Seeing as I spend as much time thinking about pig food, trying to grow pig food, and bitching about feeding pigs as I do, it's probably about time to let some of it out. So here then, a progress report on the completely pointless Sisyphus-had-it-good task of trying to satisfy the stomachs of three piggies twice a day.

About two years ago, I did a fundraiser to help get them through the winter. This is what the facts were then - when I still thought that they would eat hay... more about that later ...

These are the facts today

There are still three (3) pigs.

Brunni is still a bit bigger than Marilyn (it seems the spelling of her name has changed over time) and Fat Tony is now quite fat.

I don't know what they weigh now, but it's definitely not under 150 kilos each.

They don't like hay.

I was planning on buying them food for 180 days a year, and growing for the other half. Thing is, that other half was going to be about half hay. They like very freshly cut green grass, of the sort that has not been available this year (on account of it having rained exactly three times since the start of the year). But they do not like hay. They are proud and noble pigs and it is beneath them. Or something. Maybe it's just not that nice.

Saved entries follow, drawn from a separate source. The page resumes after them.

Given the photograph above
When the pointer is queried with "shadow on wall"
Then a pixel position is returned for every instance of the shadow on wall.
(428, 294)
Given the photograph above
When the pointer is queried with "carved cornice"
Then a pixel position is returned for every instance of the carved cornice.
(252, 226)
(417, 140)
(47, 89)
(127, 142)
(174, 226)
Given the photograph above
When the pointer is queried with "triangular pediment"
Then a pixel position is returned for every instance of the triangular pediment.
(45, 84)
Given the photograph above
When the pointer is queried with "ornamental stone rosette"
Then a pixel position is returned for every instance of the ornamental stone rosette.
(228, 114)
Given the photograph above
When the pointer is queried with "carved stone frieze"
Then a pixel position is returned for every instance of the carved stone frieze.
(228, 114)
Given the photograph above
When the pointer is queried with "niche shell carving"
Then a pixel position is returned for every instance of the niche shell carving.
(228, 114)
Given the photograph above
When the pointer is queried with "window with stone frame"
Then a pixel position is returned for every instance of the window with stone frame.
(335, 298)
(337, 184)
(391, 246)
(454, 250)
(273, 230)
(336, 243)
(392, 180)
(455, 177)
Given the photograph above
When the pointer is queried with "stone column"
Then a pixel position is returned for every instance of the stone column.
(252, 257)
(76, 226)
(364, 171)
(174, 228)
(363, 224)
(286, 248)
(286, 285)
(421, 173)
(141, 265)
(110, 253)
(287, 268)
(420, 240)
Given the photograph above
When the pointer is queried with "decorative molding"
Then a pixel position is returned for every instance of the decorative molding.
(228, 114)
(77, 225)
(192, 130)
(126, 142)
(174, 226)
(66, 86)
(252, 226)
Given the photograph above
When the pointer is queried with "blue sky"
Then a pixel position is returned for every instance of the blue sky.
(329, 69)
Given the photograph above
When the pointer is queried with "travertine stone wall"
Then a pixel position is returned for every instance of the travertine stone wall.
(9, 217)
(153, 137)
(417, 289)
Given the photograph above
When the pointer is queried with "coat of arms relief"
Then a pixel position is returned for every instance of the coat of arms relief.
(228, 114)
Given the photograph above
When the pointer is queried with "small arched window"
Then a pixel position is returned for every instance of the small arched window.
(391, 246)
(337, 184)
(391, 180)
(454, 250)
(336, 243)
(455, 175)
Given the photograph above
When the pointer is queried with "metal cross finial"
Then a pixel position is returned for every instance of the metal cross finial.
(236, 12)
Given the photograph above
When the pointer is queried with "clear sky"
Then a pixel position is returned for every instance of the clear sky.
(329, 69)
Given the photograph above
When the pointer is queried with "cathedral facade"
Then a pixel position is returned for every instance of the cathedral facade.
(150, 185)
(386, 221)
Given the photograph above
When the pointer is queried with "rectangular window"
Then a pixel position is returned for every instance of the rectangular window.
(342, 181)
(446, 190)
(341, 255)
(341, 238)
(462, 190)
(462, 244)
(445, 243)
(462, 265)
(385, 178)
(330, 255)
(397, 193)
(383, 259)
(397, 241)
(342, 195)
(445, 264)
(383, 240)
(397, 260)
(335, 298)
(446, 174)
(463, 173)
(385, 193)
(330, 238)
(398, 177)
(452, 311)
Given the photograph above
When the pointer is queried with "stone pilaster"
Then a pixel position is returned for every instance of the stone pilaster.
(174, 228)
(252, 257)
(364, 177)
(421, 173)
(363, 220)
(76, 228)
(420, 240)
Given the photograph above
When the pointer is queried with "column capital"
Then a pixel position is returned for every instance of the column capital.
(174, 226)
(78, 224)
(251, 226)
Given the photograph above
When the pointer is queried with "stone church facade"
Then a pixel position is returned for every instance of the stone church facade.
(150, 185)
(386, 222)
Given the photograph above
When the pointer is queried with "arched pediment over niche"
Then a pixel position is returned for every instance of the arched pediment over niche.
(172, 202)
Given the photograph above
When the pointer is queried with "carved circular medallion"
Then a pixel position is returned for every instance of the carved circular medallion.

This is unfortunate. Hay is easy to come by, and very very cheap. Also nutritious, and good for piggies. But, sadly, no.

They do, however, like apples.

Two years ago, I had one source of apples. I found an unpicked apple tree in an old chap's garden, rang the bell and asked if I could collect the windfalls.

Now I have three. Three old guys with apple trees who don't like apples. Of course, apples are not an all-year thing, but for something like four to six weeks, and I do have to cycle quite a way there, and even further back (on account of being laden down with apples), but this is fine. I'm still young :)

I also said that I had access to a baker and their stale bread. This access has increased a little, but it still can't be called reliable. But, I'm getting maybe 20 - 30 sacks of bread a year. They (the pigs) really do like bread.

They really like shop-bought pig food.

But shop-bought pig food is bad for them. It's designed to take a little baby pig and turn it into a big fat pig as quickly and cost effectively as possible. I think it makes them aggressive. And fat. Now, there's nothing wrong with a fat pig, but there's quite a lot wrong with a fattened pig. They have all sorts of health issues which for most isn't a problem, because they are going to get their throats slit before they die of heart attacks, but I don't think anyone here thinks that there is much "good" about that line of thought. So I don't give them much pig food.

The majority of what they eat is shop-bought horse food.

They way I figure it is that if it's good enough for horses, it's good enough for pigs. People who have horses want them to be healthy, and to live to an old age. Horse food is good quality stuff. And horses mostly eat in massive quantities, all day, so I think it is (compared to pig food) quite low in calories. Or at least, it's designed to be eaten (by horses) in quantity for health and vitality. Not to get fat and have their throats slit. They like lucerne cobs and oaty museli and things with seeds and grains in them, and I try to get them a pretty good range of stuff, changing it weekly and keeping it interesting.

And finally, growing your own.

Last year, I managed to prepare enough ground to grow some oats, lots of fodder beets, and some extra potatoes. My calculations were based on 60 kilo pigs. By the time they came to eat it, they were over 120. It didn't last long.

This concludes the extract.